Beberapa studi imaging menunjukkan bahwa pada pasien stroke, aktivitas
jaringan motorik meluas bilateral, jika dibandingkan dengan individu normal.
Meskipun aktivitas pada kedua hemisfer merefleksikan reorganisasi, masih belum
jelas bagaimana mekanismenya dalam perbaikan motor pasien stroke. Biasanya
aktivasi dari hemisfer ipsilesi berkaitan dengan perbaikan motorik yang lebih baik
dan pada pasien dengan pemulihan yang buruk mempunyai aktivasi bilateral yang
lebih buruk. Misalnya, pada pasien dengan pemulihan baik, stimulasi TMS
suprathreshold di ipsilesi MI akan menyebabkan gerakan pada tangan yang
parese, tetapi pada stimulasi kontralesi tidak. Temuan ini dapat dijelaskan dengan
model anatomi, yaitu kontrol hemisfer berdasarkan proyeksi medula spinalis
kontralateral dari area motorik kortikal. Akan tetapi peran hemisfer kontralesi
pada pemulihan motorik masih diperdebatkan. Ada beberapa studi yang signifikan
menduga bahwa aktivasi yang berkelanjutan pada sisi kontralesi mungkin tidak
mempunyai keuntungan dalam pemulihan motorik. Contohnya, studi pencitraan
telah mengalami perkembangan yaitu dengan perubahan aktivasi berkaitan dengan
pemulihan yang bersamaan, dimulai di sisi kontralesi dan diikuti sisi ipsilesi.
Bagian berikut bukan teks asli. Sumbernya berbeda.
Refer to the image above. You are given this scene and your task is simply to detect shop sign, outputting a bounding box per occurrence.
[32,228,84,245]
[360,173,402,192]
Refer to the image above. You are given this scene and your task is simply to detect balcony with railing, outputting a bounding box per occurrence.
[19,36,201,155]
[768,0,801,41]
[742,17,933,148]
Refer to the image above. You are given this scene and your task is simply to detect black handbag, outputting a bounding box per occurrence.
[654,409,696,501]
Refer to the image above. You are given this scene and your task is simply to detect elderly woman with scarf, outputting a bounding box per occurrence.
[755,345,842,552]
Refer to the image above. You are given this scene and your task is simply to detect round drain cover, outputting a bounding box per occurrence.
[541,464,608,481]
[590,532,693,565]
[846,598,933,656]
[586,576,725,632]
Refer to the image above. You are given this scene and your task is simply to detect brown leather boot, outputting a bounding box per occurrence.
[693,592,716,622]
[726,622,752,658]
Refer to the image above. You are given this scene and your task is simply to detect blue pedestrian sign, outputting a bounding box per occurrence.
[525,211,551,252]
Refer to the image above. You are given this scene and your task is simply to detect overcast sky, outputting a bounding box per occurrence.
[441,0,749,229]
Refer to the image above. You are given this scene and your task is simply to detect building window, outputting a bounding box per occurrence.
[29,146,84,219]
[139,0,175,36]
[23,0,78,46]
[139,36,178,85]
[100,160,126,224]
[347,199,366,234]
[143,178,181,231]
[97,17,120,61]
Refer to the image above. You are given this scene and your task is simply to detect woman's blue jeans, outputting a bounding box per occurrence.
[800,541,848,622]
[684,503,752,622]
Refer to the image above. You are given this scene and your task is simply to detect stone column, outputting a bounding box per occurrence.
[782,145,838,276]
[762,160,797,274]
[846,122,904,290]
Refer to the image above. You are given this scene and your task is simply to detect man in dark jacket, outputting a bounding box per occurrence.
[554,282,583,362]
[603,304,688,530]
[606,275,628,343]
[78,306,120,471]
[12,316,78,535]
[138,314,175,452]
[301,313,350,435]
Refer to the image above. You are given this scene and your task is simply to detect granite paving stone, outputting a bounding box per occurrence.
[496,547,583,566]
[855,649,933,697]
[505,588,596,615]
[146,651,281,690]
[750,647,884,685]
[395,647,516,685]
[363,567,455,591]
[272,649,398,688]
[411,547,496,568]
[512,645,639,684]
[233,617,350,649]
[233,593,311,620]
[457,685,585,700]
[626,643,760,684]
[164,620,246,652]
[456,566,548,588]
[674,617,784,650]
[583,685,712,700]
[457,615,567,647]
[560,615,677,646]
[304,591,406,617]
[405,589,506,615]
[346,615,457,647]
Pada
pasien stroke dengan pemulihan buruk menunjukkan aktivasi kontinu dari
hemisfer kontralesi.20
2.1.4. Perjalanan Impuls Motorik21
Impuls motorik untuk gerakan volunter terutama dicetuskan di girus
presentralis lobus frontalis (korteks motorik primer, area 4 Broadmann) dan area
kortikal di sekitarnya (neuron motorik pertama). Impuls tersebut berjalan di dalam
jaras serabut yang panjang (terutama traktus kortikonuklearis dan traktus
kortikospinalis/jaras piramidal), melewati batang otak dan turun ke medula
spinalis ke kornu anterior, tempat mereka membentuk kontak sinaptik dengan

14
neuron motorik kedua, biasanya melewati satu atau beberapa interneuron
perantara.
Serabut saraf yang muncul dari area 4 dan area kortikal yang berdekatan
bersama-sama membentuk traktus piramidalis yang merupakan hubungan yang
paling langsung dan tercepat antara area motorik primer dan neuron motorik di
kornu anterior. Selain itu, area kortikal lain (terutama korteks premotorik, area 6)
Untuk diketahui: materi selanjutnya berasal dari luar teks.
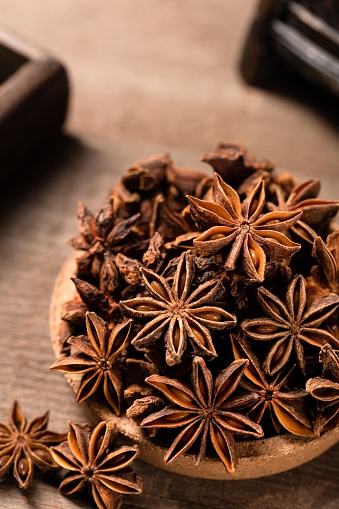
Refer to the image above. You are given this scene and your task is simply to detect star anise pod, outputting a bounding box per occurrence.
[0,401,66,489]
[306,344,339,435]
[241,275,339,375]
[231,334,313,437]
[141,357,263,473]
[52,421,142,509]
[120,253,236,366]
[70,198,139,280]
[307,230,339,300]
[267,179,339,244]
[50,312,132,415]
[188,173,302,282]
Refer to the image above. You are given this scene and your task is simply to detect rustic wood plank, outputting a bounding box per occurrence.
[0,25,69,174]
[0,0,339,509]
[0,136,339,509]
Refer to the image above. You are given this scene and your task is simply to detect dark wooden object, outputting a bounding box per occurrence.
[0,26,69,175]
[240,0,339,97]
[0,0,339,509]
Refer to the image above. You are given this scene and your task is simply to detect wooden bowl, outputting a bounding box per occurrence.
[50,252,339,480]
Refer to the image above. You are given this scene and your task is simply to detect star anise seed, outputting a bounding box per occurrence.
[120,253,236,366]
[52,421,142,509]
[306,344,339,436]
[141,357,263,473]
[50,312,132,415]
[187,173,302,282]
[0,401,66,489]
[241,275,339,375]
[231,334,313,437]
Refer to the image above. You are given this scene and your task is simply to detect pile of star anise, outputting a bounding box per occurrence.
[52,144,339,472]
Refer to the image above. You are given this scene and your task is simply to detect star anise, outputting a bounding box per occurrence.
[241,275,339,375]
[306,344,339,435]
[70,198,139,279]
[267,179,339,244]
[120,253,236,366]
[141,357,263,473]
[50,312,132,415]
[307,230,339,298]
[188,173,302,282]
[231,334,313,436]
[52,421,142,509]
[0,401,66,489]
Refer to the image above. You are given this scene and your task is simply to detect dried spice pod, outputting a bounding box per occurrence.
[241,275,339,375]
[141,357,263,473]
[120,253,236,366]
[306,344,339,436]
[52,421,142,509]
[51,143,339,479]
[50,312,131,415]
[0,401,66,489]
[188,173,301,282]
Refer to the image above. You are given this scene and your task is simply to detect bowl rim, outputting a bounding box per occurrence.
[49,250,339,480]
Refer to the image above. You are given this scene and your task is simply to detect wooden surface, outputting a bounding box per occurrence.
[0,25,69,175]
[0,0,339,509]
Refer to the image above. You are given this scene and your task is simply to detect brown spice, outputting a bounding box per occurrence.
[0,401,66,489]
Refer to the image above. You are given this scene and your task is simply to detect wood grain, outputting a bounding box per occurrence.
[0,0,339,509]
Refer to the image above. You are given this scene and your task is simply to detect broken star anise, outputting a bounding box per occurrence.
[188,173,302,282]
[141,357,263,473]
[231,334,313,437]
[50,312,131,415]
[51,421,142,509]
[0,401,66,489]
[120,253,236,366]
[241,275,339,375]
[306,344,339,436]
[69,198,139,279]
dan nuklei subkortikalis (terutama ganglia basalis) berpartisipasi terutama dalam
kontrol neuron gerakan. Area-area tersebut membentuk lengkung umpan balik
yang kompleks satu dengan lainnya dan dengan korteks motorik primer dan
serebelum; struktur ini mempengaruhi sel-sel di kornu anterior medula spinalis
melalui beberapa jaras yang berbeda di medula spinalis. Fungsinya terutama
untuk memodulasi gerakan dan untuk mengatur tonus otot.
Impuls yang terbentuk di neuron motorik kedua pada nuklei nervi kranialis
dan kornu anterior medula spinalis berjalan melewati radiks anterior, pleksus saraf
(di regio servikal dan lumbosacral) serta saraf perifer dalam perjalanannya ke otot.
Impuls dihantarkan ke sel-sel otot melalui motor end plate taut neuromuskular.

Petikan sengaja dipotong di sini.